L'urbanisation bouleversait, par exemple, les mœurs des chrétiens des paroisses urbaines qui influençaient à leur tour les chrétiens des paroisses rurales 381 . L'évolution des mœurs par exemple entraîna une perversion radicale du système matrimonial.
« La dot », élément de compensation, versé par l'époux à sa belle famille lors du mariage traditionnel avait connu des fortunes diverses, au point de rendre encore plus méfiant le personnel religieux qui la critiquait vivement cette pratique depuis l'arrivée des missionnaires. L'utilisation abusive de l'argent, qui avait ouvert la voie à la spéculation, renforça cette critique. Les conditions de vie et le pouvoir d’achat ayant fait monter le prix de toutes choses 382 , le système de la "dot" avait pratiquement abouti à la vente des filles au plus offrants d'après les missionnaires.
Il fut extrêmement difficile aux jeunes Gabonais qui ne disposaient pas de moyens exceptionnels de réunir la " dot " pour que le mariage puisse être conclu. Par conséquent il devenait difficile de fonder, sur le plan traditionnel, des foyers stables et harmonieux. Un tel état de chose favorisait donc l'union libre et eut quelques répercussions négatives sur la moralité de la famille, ce que le personnel religieux appelait encore " morale publique " 383 .
Face à cette situation la hiérarchie et le personnel religieux constatèrent que les méthodes traditionnelles d'apostolat missionnaire s'avéraient inopérantes.
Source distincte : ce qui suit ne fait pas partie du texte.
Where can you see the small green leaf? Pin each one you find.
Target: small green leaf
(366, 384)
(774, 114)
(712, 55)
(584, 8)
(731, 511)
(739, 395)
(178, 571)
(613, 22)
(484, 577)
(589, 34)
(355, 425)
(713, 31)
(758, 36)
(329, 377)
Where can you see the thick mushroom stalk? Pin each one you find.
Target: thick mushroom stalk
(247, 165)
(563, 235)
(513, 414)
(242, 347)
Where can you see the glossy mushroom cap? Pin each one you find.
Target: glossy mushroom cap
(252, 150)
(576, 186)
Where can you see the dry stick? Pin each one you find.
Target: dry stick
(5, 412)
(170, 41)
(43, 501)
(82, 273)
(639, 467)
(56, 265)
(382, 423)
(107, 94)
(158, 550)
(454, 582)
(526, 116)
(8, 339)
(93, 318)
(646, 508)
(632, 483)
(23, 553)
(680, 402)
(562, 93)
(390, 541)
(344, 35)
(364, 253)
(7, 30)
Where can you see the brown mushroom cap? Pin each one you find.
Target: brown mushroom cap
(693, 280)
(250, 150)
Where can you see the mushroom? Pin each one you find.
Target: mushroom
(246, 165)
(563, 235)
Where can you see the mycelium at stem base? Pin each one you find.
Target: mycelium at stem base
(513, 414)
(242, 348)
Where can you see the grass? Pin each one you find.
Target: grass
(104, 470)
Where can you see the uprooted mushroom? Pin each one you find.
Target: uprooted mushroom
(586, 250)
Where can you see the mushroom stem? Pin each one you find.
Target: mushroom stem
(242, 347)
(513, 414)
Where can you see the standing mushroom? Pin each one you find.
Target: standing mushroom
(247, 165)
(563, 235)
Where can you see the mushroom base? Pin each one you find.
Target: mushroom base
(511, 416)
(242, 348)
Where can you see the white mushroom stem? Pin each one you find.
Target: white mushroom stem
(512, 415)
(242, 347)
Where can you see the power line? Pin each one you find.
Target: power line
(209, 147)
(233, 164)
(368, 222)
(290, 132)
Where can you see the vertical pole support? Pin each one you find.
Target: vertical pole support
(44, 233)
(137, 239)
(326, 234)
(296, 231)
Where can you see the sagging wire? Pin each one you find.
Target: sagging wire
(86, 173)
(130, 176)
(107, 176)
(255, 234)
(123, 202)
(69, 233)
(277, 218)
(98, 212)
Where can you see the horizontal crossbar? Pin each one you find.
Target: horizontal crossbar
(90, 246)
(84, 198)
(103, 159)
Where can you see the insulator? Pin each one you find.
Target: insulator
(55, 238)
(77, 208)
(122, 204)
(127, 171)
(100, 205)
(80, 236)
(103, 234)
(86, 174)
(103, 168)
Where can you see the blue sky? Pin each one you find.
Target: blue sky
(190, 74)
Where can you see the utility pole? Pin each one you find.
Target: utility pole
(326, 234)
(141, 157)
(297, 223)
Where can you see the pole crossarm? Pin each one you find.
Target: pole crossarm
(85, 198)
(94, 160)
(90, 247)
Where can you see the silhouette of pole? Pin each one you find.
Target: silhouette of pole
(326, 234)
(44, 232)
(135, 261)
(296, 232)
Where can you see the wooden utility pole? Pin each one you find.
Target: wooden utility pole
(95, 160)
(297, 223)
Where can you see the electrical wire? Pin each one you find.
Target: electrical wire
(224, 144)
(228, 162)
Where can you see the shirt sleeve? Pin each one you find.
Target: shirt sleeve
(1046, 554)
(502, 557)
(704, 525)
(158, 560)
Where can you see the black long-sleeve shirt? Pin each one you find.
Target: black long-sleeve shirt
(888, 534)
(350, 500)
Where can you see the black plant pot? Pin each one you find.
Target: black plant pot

Plusieurs paroisses rurales, à Sindara, Donguila, Ndjolé, Lastourville, dans le Fernand-Vaz, à Sette-Cama, à Mandji, à Mourindi, et dans le Petit Okano, parfois très anciennes et déjà bien installées, avaient vu fondre leurs effectifs émigrés vers les grands centres carrefours voisins comme Libreville, Port-Gentil, Franceville, Mouanda, Mounana, Oyem, Mouila et Lambaréné.
Témoignage oral de Akono David. Entretiens de octobre 1998 à Libreville au quartier Cocotiers
Témoignages de chrétiens sexagénaires vivant dans le Nord du pays dans la province du Woleu-Ntem. La plus part avaient été des catéchistes, Exemple Abessolo Bibang du village Abang Medoumou. Entretiens oraux du mois de septembre 2002 à Oyem.
Archives CSSP, Boite 351, Dossier A, Rapport quinquennaux de 1955 et 1960. Cf. aussi Lettre de l'évêque du Gabon au conseil de la propagande de la foi, le 14 septembre 1955.
Bouchaud (J.), L'Eglise en Afrique noire, Op. Cit. p. 50.
De nos jours les questions familiales relèvent plutôt de la morale privée. Dans les chapitres suivants nous reviendrons sur les questions de morale privée au Gabon.